Eski AKP’li bakanlardan ve halen AKP Başkan Yardımcılığı görevinde bulunan Cevdet Yılmaz, işsizlikle ilgili bu yılın Mart ayında bir açıklama yaptı. Yılmaz “Tamamen işsizliği sıfırlamak mümkün değil. Dünyada ve en gelişmiş ülkelerde bile belli bir işsizlik seviyesi yaşanıyor. Önemli olan bunu en aşağıya düşürmek” diyerek kapitalist sistemin işleyişine dürüstçe işaret etti.

BU DÜZENDE NEDEN DEĞİŞEMEZ?

Bu düzende işsizlik sıfırlanamaz. Çünkü kapitalizmde, sermaye birikiminin ihtiyaçları nedeniyle belli bir nüfus kesiminin işsiz kalması gereklidir. İşsizlerin varlığı yani yedek işçi ordusu, sermaye birikimindeki ilerleme ve ihtiyaçlar doğrultusunda artar ya da azalır ancak “artık nüfus” da denilebilecek bu kesim asla yok olmaz. İşsizlik, aynı zamanda çalışanların üzerindeki baskının artmasını, ücretlerin düşürülmesini ve yoğun çalıştırılmalarını kolaylaştırır. İşsizlik başlı başına, emekçileri zapturapt altına almak için sermayenin sopası haline gelir.

Neoliberal dönemde, işsizlik düzeylerinin tüm dünyada artmasına tanık olundu. 2008 krizinden sonra ise Türkiye dahil birçok gelişmiş ve gelişmekte olan ülkede işsizlik sorunu katmerlendi ve ekonomilerin istihdam yaratma kapasitesi düştü. Bu şartlar altında, neoliberal politikaların Türkiye’de uygulayıcısı olan AKP’nin ve AKP’nin sermaye yanlısı uygulamalarına karşı çıkamayan düzen muhalefetinin işsizlik sorununu çözmesi, ötesinde patronların tezgahını bozmadan bu sorunu hafifletmesi beklenemez.
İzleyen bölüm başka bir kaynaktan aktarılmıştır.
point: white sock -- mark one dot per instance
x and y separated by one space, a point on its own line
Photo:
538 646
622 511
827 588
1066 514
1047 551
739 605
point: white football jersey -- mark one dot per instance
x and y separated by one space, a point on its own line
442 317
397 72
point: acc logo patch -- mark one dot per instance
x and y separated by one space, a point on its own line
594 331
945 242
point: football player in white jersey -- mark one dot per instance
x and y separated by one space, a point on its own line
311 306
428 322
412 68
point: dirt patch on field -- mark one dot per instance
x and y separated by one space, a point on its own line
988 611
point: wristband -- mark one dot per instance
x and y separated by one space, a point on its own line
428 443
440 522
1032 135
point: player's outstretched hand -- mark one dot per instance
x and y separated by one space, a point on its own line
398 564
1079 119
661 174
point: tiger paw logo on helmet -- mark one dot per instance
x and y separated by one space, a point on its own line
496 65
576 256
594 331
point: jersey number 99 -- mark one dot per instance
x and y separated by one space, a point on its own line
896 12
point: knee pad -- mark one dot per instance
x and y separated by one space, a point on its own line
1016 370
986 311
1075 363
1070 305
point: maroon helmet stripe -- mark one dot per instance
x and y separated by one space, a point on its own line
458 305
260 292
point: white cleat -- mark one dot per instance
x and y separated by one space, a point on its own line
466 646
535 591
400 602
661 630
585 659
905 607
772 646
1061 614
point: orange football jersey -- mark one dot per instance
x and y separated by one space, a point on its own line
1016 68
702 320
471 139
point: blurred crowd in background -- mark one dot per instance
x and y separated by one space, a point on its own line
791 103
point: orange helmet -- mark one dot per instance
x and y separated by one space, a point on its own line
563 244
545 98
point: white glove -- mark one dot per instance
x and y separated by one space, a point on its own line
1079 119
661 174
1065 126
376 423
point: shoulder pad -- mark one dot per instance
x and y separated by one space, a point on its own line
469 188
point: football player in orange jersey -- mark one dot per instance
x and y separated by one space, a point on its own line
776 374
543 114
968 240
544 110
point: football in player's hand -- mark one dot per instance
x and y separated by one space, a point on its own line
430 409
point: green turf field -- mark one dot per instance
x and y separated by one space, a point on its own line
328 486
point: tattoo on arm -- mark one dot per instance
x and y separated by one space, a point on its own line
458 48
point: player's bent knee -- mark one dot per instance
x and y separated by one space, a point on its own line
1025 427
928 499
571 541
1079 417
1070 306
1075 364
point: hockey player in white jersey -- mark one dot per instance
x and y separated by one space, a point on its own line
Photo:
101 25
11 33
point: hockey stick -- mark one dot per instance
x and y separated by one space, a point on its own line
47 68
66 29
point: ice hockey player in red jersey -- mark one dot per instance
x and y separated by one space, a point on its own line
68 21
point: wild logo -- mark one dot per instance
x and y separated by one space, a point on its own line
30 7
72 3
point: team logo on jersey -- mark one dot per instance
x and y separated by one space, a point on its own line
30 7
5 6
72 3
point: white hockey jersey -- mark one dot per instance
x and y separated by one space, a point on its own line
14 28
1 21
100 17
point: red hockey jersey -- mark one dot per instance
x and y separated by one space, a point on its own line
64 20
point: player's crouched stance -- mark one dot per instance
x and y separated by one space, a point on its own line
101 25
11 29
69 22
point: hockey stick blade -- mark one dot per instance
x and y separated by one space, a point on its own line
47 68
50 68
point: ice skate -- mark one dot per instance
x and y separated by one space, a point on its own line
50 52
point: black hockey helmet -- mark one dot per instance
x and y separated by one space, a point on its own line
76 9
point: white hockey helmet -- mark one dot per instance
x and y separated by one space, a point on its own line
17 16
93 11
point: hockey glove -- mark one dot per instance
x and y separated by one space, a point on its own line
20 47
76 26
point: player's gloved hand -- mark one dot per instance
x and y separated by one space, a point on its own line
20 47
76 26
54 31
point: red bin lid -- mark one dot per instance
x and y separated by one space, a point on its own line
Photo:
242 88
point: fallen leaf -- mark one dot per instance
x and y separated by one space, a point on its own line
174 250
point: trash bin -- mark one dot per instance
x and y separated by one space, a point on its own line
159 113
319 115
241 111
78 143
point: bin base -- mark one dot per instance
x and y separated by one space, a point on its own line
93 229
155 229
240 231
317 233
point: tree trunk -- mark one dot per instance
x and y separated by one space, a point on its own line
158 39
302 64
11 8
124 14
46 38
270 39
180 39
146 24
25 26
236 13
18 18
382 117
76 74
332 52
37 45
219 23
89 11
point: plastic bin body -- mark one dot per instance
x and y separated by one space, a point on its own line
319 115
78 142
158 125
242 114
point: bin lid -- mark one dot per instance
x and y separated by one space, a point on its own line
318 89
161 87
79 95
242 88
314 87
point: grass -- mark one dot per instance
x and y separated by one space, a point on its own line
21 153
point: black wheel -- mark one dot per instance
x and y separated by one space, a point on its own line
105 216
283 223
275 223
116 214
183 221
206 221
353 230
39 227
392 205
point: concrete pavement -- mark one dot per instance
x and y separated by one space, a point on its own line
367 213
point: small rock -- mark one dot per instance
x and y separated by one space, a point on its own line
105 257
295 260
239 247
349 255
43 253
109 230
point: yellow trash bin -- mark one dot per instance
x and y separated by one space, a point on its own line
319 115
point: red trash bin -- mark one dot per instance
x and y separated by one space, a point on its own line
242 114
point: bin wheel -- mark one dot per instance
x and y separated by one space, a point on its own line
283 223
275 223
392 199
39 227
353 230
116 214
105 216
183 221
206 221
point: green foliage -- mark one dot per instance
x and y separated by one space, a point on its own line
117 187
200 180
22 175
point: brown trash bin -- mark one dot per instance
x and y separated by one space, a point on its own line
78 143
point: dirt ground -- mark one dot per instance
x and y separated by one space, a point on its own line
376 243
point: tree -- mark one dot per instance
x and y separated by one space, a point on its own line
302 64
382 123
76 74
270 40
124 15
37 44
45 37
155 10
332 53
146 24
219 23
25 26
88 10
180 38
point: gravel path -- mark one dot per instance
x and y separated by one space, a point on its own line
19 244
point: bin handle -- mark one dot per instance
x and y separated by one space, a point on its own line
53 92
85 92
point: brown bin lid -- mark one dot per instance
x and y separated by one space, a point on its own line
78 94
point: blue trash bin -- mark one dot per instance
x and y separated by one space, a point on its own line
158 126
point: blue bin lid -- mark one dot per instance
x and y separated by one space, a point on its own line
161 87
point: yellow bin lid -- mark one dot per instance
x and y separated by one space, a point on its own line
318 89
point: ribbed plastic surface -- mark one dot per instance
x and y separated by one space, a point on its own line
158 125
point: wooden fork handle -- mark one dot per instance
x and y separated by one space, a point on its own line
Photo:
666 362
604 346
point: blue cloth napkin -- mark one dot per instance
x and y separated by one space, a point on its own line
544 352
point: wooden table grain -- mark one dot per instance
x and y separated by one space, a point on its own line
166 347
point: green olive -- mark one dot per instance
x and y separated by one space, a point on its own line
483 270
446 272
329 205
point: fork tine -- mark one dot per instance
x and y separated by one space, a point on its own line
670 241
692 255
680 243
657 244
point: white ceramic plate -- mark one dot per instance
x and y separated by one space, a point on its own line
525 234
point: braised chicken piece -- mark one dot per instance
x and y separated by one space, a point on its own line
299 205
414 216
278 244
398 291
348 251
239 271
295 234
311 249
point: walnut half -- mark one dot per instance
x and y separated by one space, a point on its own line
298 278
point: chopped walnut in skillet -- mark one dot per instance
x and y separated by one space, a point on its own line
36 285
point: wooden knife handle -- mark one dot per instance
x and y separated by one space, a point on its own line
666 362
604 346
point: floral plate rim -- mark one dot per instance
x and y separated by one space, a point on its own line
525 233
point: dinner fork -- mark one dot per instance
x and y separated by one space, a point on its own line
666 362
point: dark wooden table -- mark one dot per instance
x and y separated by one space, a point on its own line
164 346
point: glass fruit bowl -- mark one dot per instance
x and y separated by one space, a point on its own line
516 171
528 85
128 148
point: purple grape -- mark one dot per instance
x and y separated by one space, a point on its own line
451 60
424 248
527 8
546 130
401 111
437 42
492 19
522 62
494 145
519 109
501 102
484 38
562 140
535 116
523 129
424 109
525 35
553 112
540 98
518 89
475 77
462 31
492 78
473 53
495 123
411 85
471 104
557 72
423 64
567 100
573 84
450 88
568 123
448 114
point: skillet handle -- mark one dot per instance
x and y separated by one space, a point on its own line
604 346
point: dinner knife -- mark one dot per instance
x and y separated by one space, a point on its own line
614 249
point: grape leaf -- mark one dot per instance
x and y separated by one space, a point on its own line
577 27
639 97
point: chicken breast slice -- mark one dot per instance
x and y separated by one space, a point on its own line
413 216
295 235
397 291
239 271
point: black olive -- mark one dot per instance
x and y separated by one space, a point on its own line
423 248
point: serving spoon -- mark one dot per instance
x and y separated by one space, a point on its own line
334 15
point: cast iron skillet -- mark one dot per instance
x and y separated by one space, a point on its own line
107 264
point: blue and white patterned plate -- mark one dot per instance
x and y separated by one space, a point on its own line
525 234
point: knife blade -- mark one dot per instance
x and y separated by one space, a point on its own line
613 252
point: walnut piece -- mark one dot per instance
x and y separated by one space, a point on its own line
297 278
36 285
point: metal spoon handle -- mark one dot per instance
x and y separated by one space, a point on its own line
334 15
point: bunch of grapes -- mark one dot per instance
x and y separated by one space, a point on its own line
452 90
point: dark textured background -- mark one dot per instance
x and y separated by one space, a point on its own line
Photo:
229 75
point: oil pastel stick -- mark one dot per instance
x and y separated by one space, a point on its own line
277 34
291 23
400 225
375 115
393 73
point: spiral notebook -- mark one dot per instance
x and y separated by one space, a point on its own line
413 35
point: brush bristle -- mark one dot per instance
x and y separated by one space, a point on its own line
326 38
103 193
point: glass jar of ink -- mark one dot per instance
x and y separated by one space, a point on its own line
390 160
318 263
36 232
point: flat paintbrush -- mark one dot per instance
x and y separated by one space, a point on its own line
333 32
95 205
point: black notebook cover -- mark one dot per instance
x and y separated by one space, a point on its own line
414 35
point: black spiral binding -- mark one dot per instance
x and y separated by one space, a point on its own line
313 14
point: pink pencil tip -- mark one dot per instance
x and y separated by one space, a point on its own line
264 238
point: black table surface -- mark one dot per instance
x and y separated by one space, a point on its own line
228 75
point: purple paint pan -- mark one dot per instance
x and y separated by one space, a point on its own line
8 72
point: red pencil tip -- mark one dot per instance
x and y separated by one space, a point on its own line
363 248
Ayrıca yaklaşmakta olan kriz, ekonomide son dönemde istihdam yaratan inşaat ve hizmet sektörlerinde durumun tersine döneceğini gösteriyor. Sanayi sektörlerinde ise istihdam daralacak. Hiçbir partinin reddetmediği olası “acı reçete”nin istihdamın daralması, esnekleşmesi ve güvencesizleştirilmesini öngöreceği de açık.

Geçmişte Sovyetler Birliği, patronların tezgahını bozdu ve kurduğu sosyalist düzende işsizliği sıfırlama hedefiyle mülkiyet ilişkilerini toptan değiştirdi. 1936 yılında çıkardığı Anayasada işsizliği yasakladı. İşsizlik sorununu bitirme noktasında büyük ve tarihsel adımlar attı. Bugün işçi sınıfı adına hangi kazanımdan bahsedilecekse, o kazanımlarda Sovyetler Birliği’nin ve sosyalist ülkelerin bu cüretli adımlarının izi var.

Aynı cüret gösterilmeden ve düzeni topyekun karşıya almadan işsizlik sorununu çözmek mümkün değil. İşsizliğin sıfırlanması için bu düzen değişmeli.